Pertama, sampah kertas itu jelas-jelas telah berkontribusi mengotori pemandangan alam sekitar, dan yang kedua, kertas bertulis tersebut adalah bawaan manusia, meski statusnya adalah bahan organic, perlu untuk diingat, setiap barang yang kita tinggalkan sedikit banyak akan berpengaruh terhadap lingkungan alam sekitar.

 Contoh absurdnya, misalkan gara-gara banyak kertas berserakan, sekawanan babi hutan kemudian tergiur untuk coba memakannya, dan lalu mereka jadi ketagihan, akhirnya si babi tak mau lagi makan makanan yang ada di hutan, karena dia cuma mau makan kertas. Saat itu terjadi, berarti kita telah ikut berperan memberi dampak buruk pada ekosistem alam liar. Betapa setiap hal yang kita tinggalkan akan selalu memberi dampak pada alam. Always leave nothing but footprints, guys!

Untuk kasus pendaki yang malas membawa turun sampahnya, saya memang tidak pernah melihat secara langsung adegan pendaki yang dengan sengaja sedang meninggalkan sampahnya begitu saja.
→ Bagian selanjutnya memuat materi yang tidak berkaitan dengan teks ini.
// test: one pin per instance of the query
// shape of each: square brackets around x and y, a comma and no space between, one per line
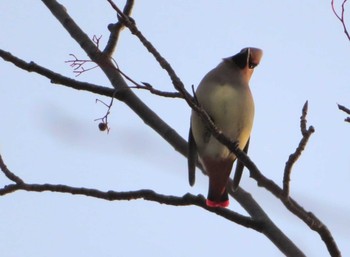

Namun, dengan melihat bukti berupa onggokan-onggokan sampah yang banyak bertebaran di shelter-shelter pendakian saja, saya bisa menyimpulkan bahwa pendaki tak bertanggungjawab seperti ini masih banyak berkeliaran di luar sana.

Jika kelakuan-kelakuan tak bertanggungjawab seperti itu terus mendapat pembiaran, akan jadi seperti apa wajah dunia pendakian di Indonesia dalam beberapa tahun ke depan? Akan serusak apa gunung-gunung Indonesia dalam beberapa tahun ke depan?

Saya yakin, tak ada satupun pendaki yang tak pernah melakukan kesalahan, semua orang berawal dari menjadi pemula, dan saat itu, kita pasti banyak melakukan kesalahan. Namun, dari sana kita bisa belajar untuk berubah menjadi lebih baik dan lebih bertanggungjawab, minimal terhadap diri kita sendiri dulu lah. Jangan sampai, kesalahan yang kita buat saat melakukan persiapan malah merugikan orang lain dan membahayakan keselamatan diri kita.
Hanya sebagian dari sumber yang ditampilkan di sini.